Chapter 2: The Palace Without Her
“Seal the doors,” Kael shouted.
No one moved fast enough.
Nobles scrambled from their seats. A glass mask hit the marble and broke. Somewhere above us, the moon glass cracked with a sound like ice under a boot.
Kael reached for me.
I stepped back.
“Do not touch us.”
His hand stopped in the air.
“Elara, you made your point.”
“My point?”
Rowan shook against my side. I wrapped him in my cloak.
“You still think this is about you.”
Seraphine was crying near the moonwell. Two handmaidens held her upright.
“Kael,” she said, “make it stop. I can hear the wards.”
The High Seer’s face had gone gray.
“Your Highness,” she said, “the eastern anchor is failing.”
“Restore it.”
“I cannot.”
“You are High Seer.”
“And Lady Elara was the bonded moon-shield of this palace.”
The words landed hard.
Kael stared at her.
“What did you say?”
I laughed once. It sounded ugly.
“You didn’t know?”
The High Seer lowered her eyes.
Kael turned on me. “You never told me.”
“You never asked why the wards steadied after I married you. You never asked where I went every new moon. You never asked why your campaign maps stopped being wrong.”
Seraphine looked down.
Kael opened his mouth.
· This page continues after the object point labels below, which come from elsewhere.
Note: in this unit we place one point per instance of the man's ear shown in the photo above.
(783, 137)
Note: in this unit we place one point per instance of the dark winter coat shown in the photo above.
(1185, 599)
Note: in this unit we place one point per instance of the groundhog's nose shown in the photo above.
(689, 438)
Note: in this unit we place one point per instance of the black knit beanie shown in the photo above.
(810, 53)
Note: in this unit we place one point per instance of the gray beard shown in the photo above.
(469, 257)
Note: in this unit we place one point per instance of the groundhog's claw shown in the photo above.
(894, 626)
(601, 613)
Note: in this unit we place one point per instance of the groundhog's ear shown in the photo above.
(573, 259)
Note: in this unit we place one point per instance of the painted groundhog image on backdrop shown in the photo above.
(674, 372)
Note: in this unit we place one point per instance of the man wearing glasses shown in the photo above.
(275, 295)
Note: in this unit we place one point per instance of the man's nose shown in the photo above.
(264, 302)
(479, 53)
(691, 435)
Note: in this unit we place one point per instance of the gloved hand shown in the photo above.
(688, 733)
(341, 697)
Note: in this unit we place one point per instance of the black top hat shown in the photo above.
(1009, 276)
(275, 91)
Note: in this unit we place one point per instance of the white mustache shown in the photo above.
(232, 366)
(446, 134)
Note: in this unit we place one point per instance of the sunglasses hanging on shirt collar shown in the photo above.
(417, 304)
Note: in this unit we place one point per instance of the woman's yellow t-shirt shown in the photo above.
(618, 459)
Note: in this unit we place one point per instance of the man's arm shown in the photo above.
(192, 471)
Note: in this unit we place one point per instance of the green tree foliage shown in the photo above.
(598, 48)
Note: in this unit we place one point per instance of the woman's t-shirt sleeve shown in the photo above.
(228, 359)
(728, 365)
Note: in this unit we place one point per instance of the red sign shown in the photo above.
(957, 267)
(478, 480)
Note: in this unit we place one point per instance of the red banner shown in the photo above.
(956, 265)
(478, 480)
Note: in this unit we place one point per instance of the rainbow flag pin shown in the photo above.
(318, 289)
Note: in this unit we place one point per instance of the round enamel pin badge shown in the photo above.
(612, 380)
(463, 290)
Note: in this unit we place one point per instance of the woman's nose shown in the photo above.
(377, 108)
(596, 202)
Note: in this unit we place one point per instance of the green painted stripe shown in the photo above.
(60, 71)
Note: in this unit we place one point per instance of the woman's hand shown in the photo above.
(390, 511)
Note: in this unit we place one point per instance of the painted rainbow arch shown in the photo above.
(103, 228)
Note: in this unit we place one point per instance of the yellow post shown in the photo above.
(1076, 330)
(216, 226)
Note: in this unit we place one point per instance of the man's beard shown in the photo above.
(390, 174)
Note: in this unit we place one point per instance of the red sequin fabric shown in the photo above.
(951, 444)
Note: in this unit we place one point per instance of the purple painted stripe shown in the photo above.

Closed it.
Rowan tugged my sleeve. “Mother, I want to go.”
That was the only command I cared about.
“Yes,” I said. “We’re going.”
Kael moved. “Elara.”
The guards crossed their spears at the western doors.
I looked at them. “Move.”
One swallowed. “My lady, the prince ordered the hall sealed.”
I lifted my bleeding hand.
“Under old law, a severed consort may leave before moonset with her child, personal effects, and any dependent not acknowledged by the royal line.”
The High Seer closed her eyes.
Kael said, “He is my son.”
“Then name his favorite story.”
Silence.
The court watched.
“His favorite breakfast,” I said.
“Elara.”
“The name of the stuffed hare he sleeps with.”
Rowan pressed into my side.
Kael’s jaw worked. “I have been busy keeping this kingdom alive.”
“No,” the High Seer said quietly. “She has.”
That silence was worse.
Seraphine whispered, “Kael, please. I’m getting worse.”
He looked at her.
Of course he did.
I walked past him.
One guard lowered his spear.
Then another.
Kael caught my wrist in the doorway. The bond was gone, but his skin still knew mine. Once, that touch would have ruined me.
Now it only made me tired.
“You’re angry,” he said. “Take one night.”
“We took seven years.”
“Where will you go?”
“Away.”
“With what name? What escort? What money?”
I looked at his hand until he let go.
“With my son.”
In the nursery, I packed badly. Rowan’s spell slate. Two shirts. His cloud-hare. The tin of sugared violets he saved for good days.
He sat on the rug, watching.
“Did I ruin it?” he asked.
I stopped.
“No.”
“My wings were wrong.”
“Your wings were beautiful.”
“Father looked angry.”
“Your father is often angry at things he doesn’t understand.”
He thought about that.
“Will he come after us?”
I tied the bag shut.
“If he does, he’ll have to learn how to ask.”
A knock came.
I pulled Rowan behind me. “Who is it?”
The High Seer’s voice answered, low and urgent.
“Open, child. I brought the old gate key.”
Morwen stood outside with a black iron key in one hand.
“Why are you helping me?” I asked.
She looked at Rowan’s silver-black wings.
“Because I served his grandmother,” she said. “And because if you stay, they will use him next.”
A crash shook the palace.
Far below, something ancient split open.
Morwen shoved the key into my hand.
“Run before the prince understands what he lost.”